Rhoden worked with Purdue graduate student Adeene Denton to better understand how a heavily cratered moon like Mimas could possess an internal ocean. Denton modeled the formation of the Hershel impact basin using the iSALE-2D simulation software.

Models showed that the Mimas ice sheet must have been at least 55 km thick at the time of the Herschel-forming impact. Instead, observations of Mimas and models of its internal warming limit the current thickness of the ice sheet to less than 30 km, if it currently hosts an ocean.

These results imply that a present-day ocean within Mimas must have been warming and expanding since the basin formed.

It is also possible that Mimas was completely frozen both at the time of Herschel’s impact and today. However, Denton found that including an inland ocean in the impact models helped produce the shape of the basin.

“We found that Herschel could not have formed in an ice sheet of its current thickness without destroying the ice sheet at the impact site,” explains Denton, who is now a postdoctoral researcher at the University of Arizona.

“If Mimas has an ocean today, the ice sheet has been thinning since the formation of Herschel, which could also explain the lack of fractures in Mimas.

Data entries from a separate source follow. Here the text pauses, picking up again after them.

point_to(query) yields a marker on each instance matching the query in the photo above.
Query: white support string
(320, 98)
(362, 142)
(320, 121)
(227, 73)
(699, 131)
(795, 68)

If Mimas is an emerging ocean world, it places significant constraints on the formation, evolution, and habitability of all of Saturn’s midsize moons.”

“Although our results support the existence of a present-day ocean at Mimas, it is difficult to reconcile the moon’s orbital and geological characteristics with our current understanding of its thermal orbital evolution,” says Rhoden.

“Assessing the status of Mimas as an oceanic moon would serve as a reference for models of its formation and evolution. This would help us better understand Saturn’s rings and mid-size moons, as well as the prevalence of potentially habitable oceanic moons, especially Uranus. Mimas is an attractive target for further investigation.”